As of last year the cost was put at between $11 and $56 per ton of carbon dioxide.

The recent decision, by the Seventh Circuit Court of Appeals, concerned appliance efficiency standards. The Energy Department sets efficiency standards for 60 categories of devices, everything from ceiling fans to light bulbs to air conditioners, under a 1975 law intended to cut oil consumption (oil was widely used to make electricity in those days) and to produce “potential environmental benefits.” And it used that law to set a standard for commercial refrigerators.

As part of the cost/benefit analysis, it counted the benefits of reduced carbon dioxide production from reduced electricity demand. But the refrigeration industry argued that the Department of Energy was not authorized to use the Social Cost of Carbon. In fact, the department has been doing so for several years now. Here’s a list of standards in which the social cost of carbon played a role.

The Court ruled that the government can, in fact, use the social cost of carbon and count carbon pollution reduction as a benefit when it decides on energy efficiency standards.

The case, may be relied on in a variety of future decisions by the Energy Department and other agencies, and other courts as well, as they consider arguments over rules and policies that have an impact on climate change.

This is another step in the acceptance of the Social Cost of Carbon, a yardstick for determining the value of avoiding a ton of carbon emissions.

Recently New York State used the Social Cost of Carbon to calculate the value of electricity production from several nuclear reactors whose continued operations were threatened by inexpensive natural gas and subsidized wind power.
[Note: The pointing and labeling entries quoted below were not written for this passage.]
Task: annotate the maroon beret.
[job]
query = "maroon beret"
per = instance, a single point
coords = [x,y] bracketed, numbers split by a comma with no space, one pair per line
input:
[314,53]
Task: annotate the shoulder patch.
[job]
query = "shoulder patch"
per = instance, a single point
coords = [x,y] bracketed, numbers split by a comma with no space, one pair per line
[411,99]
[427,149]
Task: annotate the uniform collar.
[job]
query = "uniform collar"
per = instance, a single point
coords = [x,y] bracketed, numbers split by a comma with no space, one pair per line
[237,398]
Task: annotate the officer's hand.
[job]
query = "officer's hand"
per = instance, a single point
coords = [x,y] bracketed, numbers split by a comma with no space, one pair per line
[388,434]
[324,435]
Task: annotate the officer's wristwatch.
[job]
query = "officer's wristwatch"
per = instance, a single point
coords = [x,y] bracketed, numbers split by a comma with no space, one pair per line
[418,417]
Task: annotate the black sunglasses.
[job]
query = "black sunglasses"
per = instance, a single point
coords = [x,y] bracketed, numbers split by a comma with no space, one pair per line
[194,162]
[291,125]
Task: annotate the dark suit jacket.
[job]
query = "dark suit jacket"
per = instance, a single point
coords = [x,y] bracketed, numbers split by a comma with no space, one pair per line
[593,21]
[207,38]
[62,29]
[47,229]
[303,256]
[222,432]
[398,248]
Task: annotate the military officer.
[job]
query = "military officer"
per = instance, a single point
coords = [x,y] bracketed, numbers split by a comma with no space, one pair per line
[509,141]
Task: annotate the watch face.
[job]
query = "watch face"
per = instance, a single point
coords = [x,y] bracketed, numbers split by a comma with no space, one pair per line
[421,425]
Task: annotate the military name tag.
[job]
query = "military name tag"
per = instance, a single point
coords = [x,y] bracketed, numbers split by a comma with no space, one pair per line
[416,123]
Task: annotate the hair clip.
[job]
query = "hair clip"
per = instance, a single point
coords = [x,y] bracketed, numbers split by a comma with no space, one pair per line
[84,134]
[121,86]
And the court decision in the refrigerator case made another significant point: because U.S. emissions of carbon dioxide affect the climate globally, “those global effects are an appropriate consideration when looking at a national policy.” Thus the Energy Department was permitted to use a measure of global damage avoided by a carbon-saving measure when it calculated benefits and costs. Other governmental agencies can also take account of the global benefits.

On Friday, for example, the Justice Department cited the decision in the refrigerator case in defending a case against the Clean Power Plan, which seeks to put state-by-state limits on carbon emissions from power plants.